By Bill Peckham
Clayton M. Christensen and Jason Hwang have an article in the Atlantic suggesting one way to improve health outcomes would be by empowering patients. Power to the Patients suggests three ways to do this: provide patients access to their health records; physician participation in online communities e.g. discussion boards; and rating systems. Christensen and Hwang use the experience of people dealing with diabetes to illustrate the advantages of empowerment:
Insulin-dependent diabetics, for example, quickly learn how to manage their blood glucose levels at home by matching their insulin dosage to changes in their diet and physical activity. Many diabetics have also joined online communities to share information and advice, sometimes viewing each other as more trusted advisors than their own doctors. Diabetics who take their health in hand in this way find that the cost of care decreases dramatically, while the quality increases: it’s far more effective than relying on experts whom they may see only every few months.
People on dialysis experience the same dynamic (it's often after their own or a loved one's online research that people seek out more frequent home hemodialysis).
It's really in managing chronic illness that patient empowerment becomes important. Christensen and Hwang don't make the point directly but it's the growth of chronic illnesses that makes empowerment an important, yet little discussed, strategy to improve healthcare.

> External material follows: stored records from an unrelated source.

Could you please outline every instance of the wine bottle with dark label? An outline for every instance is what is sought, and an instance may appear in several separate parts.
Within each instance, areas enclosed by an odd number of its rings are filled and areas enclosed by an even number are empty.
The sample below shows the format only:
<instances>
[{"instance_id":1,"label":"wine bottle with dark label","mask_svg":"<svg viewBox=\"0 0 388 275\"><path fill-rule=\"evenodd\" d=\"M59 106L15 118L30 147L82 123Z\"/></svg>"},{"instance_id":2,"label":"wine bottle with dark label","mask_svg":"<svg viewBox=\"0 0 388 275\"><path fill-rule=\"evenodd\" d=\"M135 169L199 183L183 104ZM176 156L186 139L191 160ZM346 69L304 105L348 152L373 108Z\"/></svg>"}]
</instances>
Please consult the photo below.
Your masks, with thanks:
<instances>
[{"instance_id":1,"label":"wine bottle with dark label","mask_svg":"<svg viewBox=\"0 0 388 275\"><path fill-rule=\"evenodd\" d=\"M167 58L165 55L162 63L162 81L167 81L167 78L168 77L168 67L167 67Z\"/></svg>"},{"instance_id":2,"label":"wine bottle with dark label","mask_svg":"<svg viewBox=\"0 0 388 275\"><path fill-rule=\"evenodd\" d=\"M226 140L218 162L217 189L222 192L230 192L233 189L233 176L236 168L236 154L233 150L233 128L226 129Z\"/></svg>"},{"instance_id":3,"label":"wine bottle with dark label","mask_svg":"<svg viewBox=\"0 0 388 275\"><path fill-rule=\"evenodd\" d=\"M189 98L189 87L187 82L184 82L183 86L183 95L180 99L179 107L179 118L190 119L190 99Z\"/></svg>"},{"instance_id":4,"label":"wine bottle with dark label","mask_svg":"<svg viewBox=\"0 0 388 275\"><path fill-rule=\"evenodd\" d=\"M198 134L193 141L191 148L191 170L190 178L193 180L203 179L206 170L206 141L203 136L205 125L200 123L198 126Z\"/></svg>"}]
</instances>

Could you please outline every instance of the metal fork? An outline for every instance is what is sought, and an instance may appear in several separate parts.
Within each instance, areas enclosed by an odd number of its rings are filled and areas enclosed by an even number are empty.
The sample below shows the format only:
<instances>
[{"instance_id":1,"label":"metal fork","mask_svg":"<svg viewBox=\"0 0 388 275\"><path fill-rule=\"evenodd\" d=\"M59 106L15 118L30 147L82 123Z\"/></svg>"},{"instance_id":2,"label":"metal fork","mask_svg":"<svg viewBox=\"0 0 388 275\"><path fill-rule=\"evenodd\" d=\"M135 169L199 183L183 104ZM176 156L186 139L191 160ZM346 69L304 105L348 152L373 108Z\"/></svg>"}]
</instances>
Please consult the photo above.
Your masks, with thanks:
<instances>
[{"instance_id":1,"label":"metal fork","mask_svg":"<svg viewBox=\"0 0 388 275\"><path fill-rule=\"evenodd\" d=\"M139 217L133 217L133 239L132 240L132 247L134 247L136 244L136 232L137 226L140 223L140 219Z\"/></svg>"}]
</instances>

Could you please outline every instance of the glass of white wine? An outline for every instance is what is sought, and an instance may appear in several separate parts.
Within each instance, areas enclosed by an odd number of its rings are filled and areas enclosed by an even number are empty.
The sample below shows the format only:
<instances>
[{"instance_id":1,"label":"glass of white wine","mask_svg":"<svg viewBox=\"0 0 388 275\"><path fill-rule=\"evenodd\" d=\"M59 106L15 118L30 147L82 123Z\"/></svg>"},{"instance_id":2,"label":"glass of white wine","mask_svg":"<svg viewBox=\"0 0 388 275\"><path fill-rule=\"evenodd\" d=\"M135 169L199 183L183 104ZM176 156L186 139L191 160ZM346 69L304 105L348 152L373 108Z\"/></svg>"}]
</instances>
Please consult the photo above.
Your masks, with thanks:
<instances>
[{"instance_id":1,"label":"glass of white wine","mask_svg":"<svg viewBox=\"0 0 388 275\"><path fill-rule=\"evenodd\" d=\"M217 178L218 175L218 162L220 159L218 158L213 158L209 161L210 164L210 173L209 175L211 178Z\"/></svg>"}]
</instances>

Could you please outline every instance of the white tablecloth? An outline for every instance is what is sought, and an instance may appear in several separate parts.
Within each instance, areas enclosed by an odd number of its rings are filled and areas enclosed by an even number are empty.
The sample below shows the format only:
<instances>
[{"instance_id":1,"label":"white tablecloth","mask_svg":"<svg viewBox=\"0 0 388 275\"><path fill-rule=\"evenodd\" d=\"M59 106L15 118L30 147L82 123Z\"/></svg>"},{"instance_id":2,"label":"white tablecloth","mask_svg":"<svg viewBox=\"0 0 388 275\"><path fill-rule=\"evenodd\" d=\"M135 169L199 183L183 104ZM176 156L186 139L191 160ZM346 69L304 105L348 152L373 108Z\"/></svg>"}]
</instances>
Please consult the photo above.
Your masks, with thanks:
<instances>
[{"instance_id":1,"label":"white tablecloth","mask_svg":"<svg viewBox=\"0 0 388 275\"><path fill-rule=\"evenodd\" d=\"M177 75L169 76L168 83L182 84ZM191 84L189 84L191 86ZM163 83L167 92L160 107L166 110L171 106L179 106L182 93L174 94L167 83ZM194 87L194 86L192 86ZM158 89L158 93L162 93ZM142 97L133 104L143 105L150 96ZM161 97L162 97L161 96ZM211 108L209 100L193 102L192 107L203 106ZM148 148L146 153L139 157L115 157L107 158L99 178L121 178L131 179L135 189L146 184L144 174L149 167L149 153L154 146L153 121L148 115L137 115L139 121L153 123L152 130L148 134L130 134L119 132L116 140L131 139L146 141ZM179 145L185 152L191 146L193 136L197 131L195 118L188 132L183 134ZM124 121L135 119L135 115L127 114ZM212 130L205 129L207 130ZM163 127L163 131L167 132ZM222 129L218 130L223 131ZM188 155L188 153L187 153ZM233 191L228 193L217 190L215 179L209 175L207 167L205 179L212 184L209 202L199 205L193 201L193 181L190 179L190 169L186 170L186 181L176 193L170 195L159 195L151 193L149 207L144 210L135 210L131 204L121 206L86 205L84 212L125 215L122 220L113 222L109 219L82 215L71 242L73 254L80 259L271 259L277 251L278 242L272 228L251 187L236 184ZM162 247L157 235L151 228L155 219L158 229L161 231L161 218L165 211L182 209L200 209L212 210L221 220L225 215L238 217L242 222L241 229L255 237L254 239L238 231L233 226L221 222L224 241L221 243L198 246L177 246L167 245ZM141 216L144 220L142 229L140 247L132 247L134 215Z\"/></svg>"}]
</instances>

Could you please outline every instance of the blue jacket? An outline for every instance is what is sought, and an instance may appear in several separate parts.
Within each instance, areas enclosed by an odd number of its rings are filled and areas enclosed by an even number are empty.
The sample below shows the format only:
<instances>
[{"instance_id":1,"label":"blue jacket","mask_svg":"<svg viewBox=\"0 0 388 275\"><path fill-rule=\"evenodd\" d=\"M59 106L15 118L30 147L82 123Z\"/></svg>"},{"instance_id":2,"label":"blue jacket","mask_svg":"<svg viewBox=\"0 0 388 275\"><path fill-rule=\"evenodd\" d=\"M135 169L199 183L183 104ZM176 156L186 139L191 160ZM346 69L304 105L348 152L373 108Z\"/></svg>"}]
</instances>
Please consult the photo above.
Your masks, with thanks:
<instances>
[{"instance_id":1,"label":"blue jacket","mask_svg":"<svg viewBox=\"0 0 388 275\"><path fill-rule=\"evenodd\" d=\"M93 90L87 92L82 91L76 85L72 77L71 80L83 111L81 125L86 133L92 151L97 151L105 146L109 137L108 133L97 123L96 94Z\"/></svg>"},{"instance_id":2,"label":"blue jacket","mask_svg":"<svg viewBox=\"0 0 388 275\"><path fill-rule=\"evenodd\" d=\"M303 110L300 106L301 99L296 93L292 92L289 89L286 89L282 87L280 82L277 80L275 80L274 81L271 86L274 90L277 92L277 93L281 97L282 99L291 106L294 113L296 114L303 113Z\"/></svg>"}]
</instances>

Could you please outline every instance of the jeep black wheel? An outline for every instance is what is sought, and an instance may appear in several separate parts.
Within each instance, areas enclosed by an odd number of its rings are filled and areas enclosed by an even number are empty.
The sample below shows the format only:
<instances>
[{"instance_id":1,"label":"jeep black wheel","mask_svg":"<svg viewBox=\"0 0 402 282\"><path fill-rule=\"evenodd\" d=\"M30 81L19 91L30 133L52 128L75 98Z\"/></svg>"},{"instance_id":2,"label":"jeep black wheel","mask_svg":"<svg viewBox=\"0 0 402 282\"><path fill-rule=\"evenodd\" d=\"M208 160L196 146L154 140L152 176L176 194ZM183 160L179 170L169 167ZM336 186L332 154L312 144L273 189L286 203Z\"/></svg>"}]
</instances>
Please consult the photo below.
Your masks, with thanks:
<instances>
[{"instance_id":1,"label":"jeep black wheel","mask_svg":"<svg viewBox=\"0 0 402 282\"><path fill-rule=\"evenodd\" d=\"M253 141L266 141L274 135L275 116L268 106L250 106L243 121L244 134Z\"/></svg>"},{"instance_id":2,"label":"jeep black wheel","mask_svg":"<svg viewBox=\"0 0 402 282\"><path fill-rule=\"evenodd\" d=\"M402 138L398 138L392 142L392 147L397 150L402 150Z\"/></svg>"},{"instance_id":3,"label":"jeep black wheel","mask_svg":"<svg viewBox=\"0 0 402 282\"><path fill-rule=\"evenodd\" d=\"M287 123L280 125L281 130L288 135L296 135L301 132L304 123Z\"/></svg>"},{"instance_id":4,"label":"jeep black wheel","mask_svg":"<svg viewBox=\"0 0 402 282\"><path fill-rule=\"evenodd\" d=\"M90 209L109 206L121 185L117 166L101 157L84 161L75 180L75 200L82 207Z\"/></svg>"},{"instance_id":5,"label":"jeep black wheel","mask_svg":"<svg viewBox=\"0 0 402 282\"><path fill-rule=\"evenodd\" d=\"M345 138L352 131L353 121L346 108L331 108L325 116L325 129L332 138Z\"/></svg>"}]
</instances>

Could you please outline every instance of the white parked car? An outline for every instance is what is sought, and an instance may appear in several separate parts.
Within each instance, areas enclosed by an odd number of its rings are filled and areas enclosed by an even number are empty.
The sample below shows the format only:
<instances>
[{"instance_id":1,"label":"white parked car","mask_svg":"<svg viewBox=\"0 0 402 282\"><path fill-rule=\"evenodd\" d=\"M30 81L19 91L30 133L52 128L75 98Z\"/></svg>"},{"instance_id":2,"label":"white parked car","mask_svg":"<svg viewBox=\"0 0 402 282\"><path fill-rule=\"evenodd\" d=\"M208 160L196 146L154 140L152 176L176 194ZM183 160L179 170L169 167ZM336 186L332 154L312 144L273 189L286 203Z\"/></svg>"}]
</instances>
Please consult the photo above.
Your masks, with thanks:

The person with the chronic illness has far more control over their clinical outcomes then their physician. Christensen and Hwang focus on the power of information per se to improve clinical outcomes, the assumption is that if you know what is best you'll make good choices.

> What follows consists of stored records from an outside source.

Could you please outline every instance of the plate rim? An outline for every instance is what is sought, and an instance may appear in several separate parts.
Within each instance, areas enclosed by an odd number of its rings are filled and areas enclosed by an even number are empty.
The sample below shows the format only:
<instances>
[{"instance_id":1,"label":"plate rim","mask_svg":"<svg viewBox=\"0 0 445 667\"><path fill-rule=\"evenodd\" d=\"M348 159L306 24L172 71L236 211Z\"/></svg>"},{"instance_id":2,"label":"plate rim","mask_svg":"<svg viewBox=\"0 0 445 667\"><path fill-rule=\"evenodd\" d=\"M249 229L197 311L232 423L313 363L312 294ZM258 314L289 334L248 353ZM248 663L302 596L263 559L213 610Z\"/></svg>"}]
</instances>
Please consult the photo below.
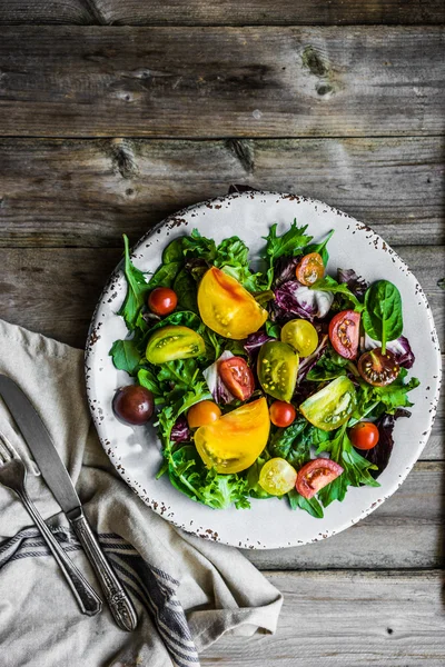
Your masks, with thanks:
<instances>
[{"instance_id":1,"label":"plate rim","mask_svg":"<svg viewBox=\"0 0 445 667\"><path fill-rule=\"evenodd\" d=\"M433 311L432 308L428 303L428 300L426 298L426 295L419 283L419 281L417 280L416 276L413 273L413 271L409 269L407 262L394 250L394 248L387 243L387 241L385 241L385 239L378 233L376 232L372 227L369 227L367 223L362 222L360 220L357 220L357 218L355 218L354 216L347 213L346 211L343 211L340 209L337 209L336 207L333 207L319 199L315 199L312 197L306 197L303 195L296 195L296 193L291 193L291 192L277 192L275 190L257 190L257 189L249 189L249 190L244 190L241 192L237 191L237 192L229 192L227 195L222 195L222 196L217 196L217 197L211 197L205 200L201 200L199 202L195 202L191 203L187 207L184 207L177 211L175 211L174 213L170 213L169 216L167 216L166 218L164 218L162 220L160 220L159 222L157 222L156 225L154 225L150 229L148 229L146 231L146 233L144 233L135 245L131 246L130 248L130 257L135 256L136 250L138 248L140 248L140 246L147 241L147 239L149 239L152 235L157 233L158 230L160 230L161 228L164 228L165 226L167 226L169 222L175 222L178 220L178 218L187 215L188 212L190 212L191 210L196 209L196 208L201 208L201 207L208 207L209 205L212 205L214 202L221 202L221 201L227 201L230 199L256 199L259 196L264 196L264 197L278 197L279 199L289 199L291 201L297 200L299 201L304 201L304 202L308 202L309 205L318 205L318 206L323 206L325 209L328 209L329 211L332 211L333 213L335 213L336 216L343 217L343 218L348 218L350 220L353 220L354 222L356 222L357 225L359 225L360 227L358 228L360 231L364 232L372 232L374 235L374 238L377 240L380 240L383 243L386 245L387 250L390 252L390 255L393 257L395 257L397 259L397 261L404 267L405 271L412 276L415 281L416 281L416 295L419 296L422 298L423 301L423 307L426 310L426 315L427 315L427 319L428 319L428 323L429 323L429 328L431 328L431 335L432 335L432 342L434 344L434 349L435 349L435 357L437 360L437 386L436 386L436 392L434 395L434 398L432 399L432 407L429 410L429 416L428 416L428 427L426 430L424 430L422 432L422 436L419 438L418 441L418 455L415 458L415 460L407 467L404 468L403 472L398 476L397 480L395 480L392 485L390 488L388 489L388 491L382 496L382 498L378 498L376 501L373 501L369 507L367 507L365 510L363 510L359 515L359 517L353 517L353 518L348 518L344 521L342 521L339 524L339 526L337 526L337 528L330 529L330 530L325 530L325 531L320 531L316 535L315 538L312 539L304 539L304 540L294 540L294 541L288 541L287 544L283 544L283 542L277 542L277 544L270 544L270 540L268 541L268 544L247 544L249 540L247 538L247 541L241 545L236 545L233 541L227 541L226 539L221 539L218 534L216 534L212 530L206 530L205 532L199 532L199 530L197 528L192 529L192 528L185 528L180 521L175 520L174 517L166 517L165 516L165 511L162 510L161 507L157 507L157 502L154 504L152 502L147 502L145 500L145 498L140 495L139 490L137 489L137 487L132 486L132 484L130 484L128 481L128 479L125 478L123 472L121 471L121 469L119 469L117 467L116 461L113 460L113 457L109 454L109 451L107 450L108 444L103 441L101 435L100 435L100 429L99 429L99 422L98 422L98 415L95 412L95 409L92 408L92 398L90 396L90 386L89 386L89 374L91 372L91 368L92 366L89 364L91 357L93 356L93 342L95 342L95 327L98 323L97 320L97 315L98 311L100 310L100 306L102 305L102 300L103 300L103 296L108 293L110 286L112 285L112 282L117 279L122 263L123 263L123 257L120 259L120 261L117 263L117 266L115 267L115 269L111 271L108 280L105 283L103 289L100 292L100 296L97 300L96 307L93 309L93 312L91 315L91 320L90 320L90 325L88 328L88 334L87 334L87 339L86 339L86 347L85 347L85 377L86 377L86 388L87 388L87 399L88 399L88 406L90 409L90 414L91 414L91 418L92 421L95 424L95 428L99 438L99 441L107 455L107 458L110 460L110 462L112 464L113 468L119 472L120 477L122 478L122 480L125 481L125 484L131 488L131 490L137 494L137 496L142 500L142 502L145 502L145 505L147 507L149 507L150 509L152 509L156 514L158 514L159 516L162 516L165 519L167 519L170 524L172 524L174 526L176 526L176 528L189 534L189 535L194 535L196 537L200 537L207 540L211 540L211 541L218 541L220 544L226 544L229 546L235 546L237 548L245 548L245 549L255 549L255 550L264 550L264 549L285 549L285 548L290 548L290 547L298 547L298 546L304 546L307 544L313 544L313 542L318 542L322 541L324 539L327 539L328 537L333 537L334 535L338 535L339 532L343 532L344 530L346 530L347 528L349 528L350 526L354 526L355 524L357 524L358 521L360 521L362 519L364 519L365 517L369 516L373 511L375 511L377 509L377 507L379 507L380 505L383 505L383 502L385 500L387 500L390 496L393 496L395 494L395 491L402 486L402 484L406 480L407 476L409 475L409 472L412 471L413 467L415 466L415 464L417 462L417 460L419 459L426 444L428 442L433 426L434 426L434 421L435 421L435 417L436 417L436 412L437 412L437 407L438 407L438 400L439 400L439 396L441 396L441 385L442 385L442 356L441 356L441 347L439 347L439 342L438 342L438 337L437 337L437 330L436 330L436 326L434 322L434 317L433 317Z\"/></svg>"}]
</instances>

Unfortunately human nature being what it is that doesn't always work, if it did no one would smoke cigarettes. Information alone does not reliably change an adult's behavior. Cash. Cash changes an adult's behavior. Achieved your clinical goals? You get $200 off your quarterly Medicare premiums. For those on dialysis it may be managing phosphorus or keeping fluid gains down between treatments. Health care reform should direct financial incentives towards those with the most control over clinical outcomes, the patients.
Pay less for performance. If you perform, you pay less. We'll know patients are empowered when they are the target of financial incentives.